各回の詳細は以下のページに記載されている情報をご確認ください。
消費者庁HP: 「送料無料」表示の見直しに関する意見交換会

「送料無料」表示の見直しが行われる背景

大前提として、まず、なぜ「送料無料」表示の見直しが議論されているのかを押さえておきましょう。そこには、物流の「2024年問題」があります。物流の「2024年問題」とは、2024年度以降、物流の輸送力不足により今のように荷物が運べなくなる可能性がある問題です。

2024年4月より、「働き方改革を推進するための関係法律の整備に関する法律」(平成30年法律第71号)に基づき、自動車の運転業務の時間外労働について年960時間の上限規制が適用され、荷物の輸送に必要な人手が足りなくなります。このまま何も対策を講じなければ、2024年度には14%、2030年度には34%の輸送力不足の可能性があるのです。
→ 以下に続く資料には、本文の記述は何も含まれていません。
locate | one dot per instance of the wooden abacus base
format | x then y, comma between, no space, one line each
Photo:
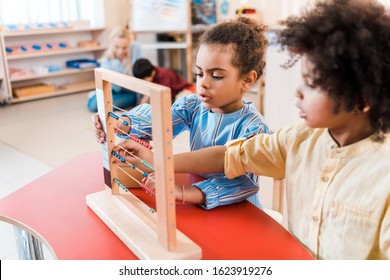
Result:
135,224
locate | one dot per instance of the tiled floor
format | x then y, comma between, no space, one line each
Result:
38,136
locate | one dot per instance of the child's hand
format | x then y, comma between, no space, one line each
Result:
122,125
136,154
100,135
119,127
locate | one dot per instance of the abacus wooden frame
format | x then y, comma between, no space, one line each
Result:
149,234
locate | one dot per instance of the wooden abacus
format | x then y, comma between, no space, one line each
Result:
149,234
そこで2023年3月、我が国の物流の革新に関する関係閣僚会議が開催され、同6月、「物流改革に向けた政策パッケージ」がとりまとめられました。この政策パッケージにおいて、運賃・料金が消費者向けの送料に適正に転嫁・反映されるべきという観点から、「送料無料」表示の見直しに取り組むことになります。
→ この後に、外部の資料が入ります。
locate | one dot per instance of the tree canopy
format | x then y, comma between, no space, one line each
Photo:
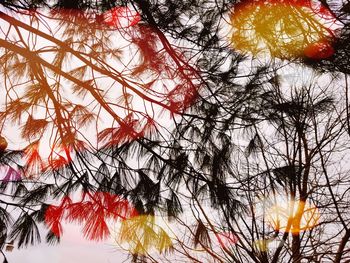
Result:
206,131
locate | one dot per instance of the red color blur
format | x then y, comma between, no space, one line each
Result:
92,212
121,17
319,50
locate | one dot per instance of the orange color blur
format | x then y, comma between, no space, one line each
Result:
279,215
284,29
全日本トラック協会の意見【2023年6月23日 第1回意見交換会】

第1回の意見交換会では、公益社団法人全日本トラック協会より、運送事業者・ドライバーを代表した意見が発表されました。その主旨は、『「送料無料」の表現はやめてもらいたい』というものです。

理由として、送料は運送の対価として収受するもので「無料」ではないにも関わらず、「送料無料」という言葉が「輸送にはコストがかからない」という考え方を消費者に植えつける可能性があることを指摘しています。

そういった考え方があると、輸送にかかる費用が上昇するなかで価格転嫁に必要な消費者の理解を得られず、物流の2024年問題にも対応できなくなる恐れがあるとのこと。また、運送事業者・ドライバーからは、「送料無料」という言葉は物流の仕事を軽視する表現に感じられる、低賃金の一因であるといった声もあがっています。

「送料無料」表示の代案としては、「送料は当社にて負担します」などの、送料がかかっていることがわかる表現が提案されています。

その他、意見交換では、実際にはさまざまな物流コスト負担の形があるものをすべて「送料無料」と表示してしまうことで、価格転嫁の交渉の妨げになっている可能性や、複数回の注文や再配達などによる物流量の増大につながっている可能性が指摘されました。

アジアインターネット日本連盟(AICJ)の意見【2023年8月9日 第2回意見交換会】

第2回の意見交換会では、アジアインターネット日本連盟(AICJ)より、インターネット業界を代表した意見が発表されました。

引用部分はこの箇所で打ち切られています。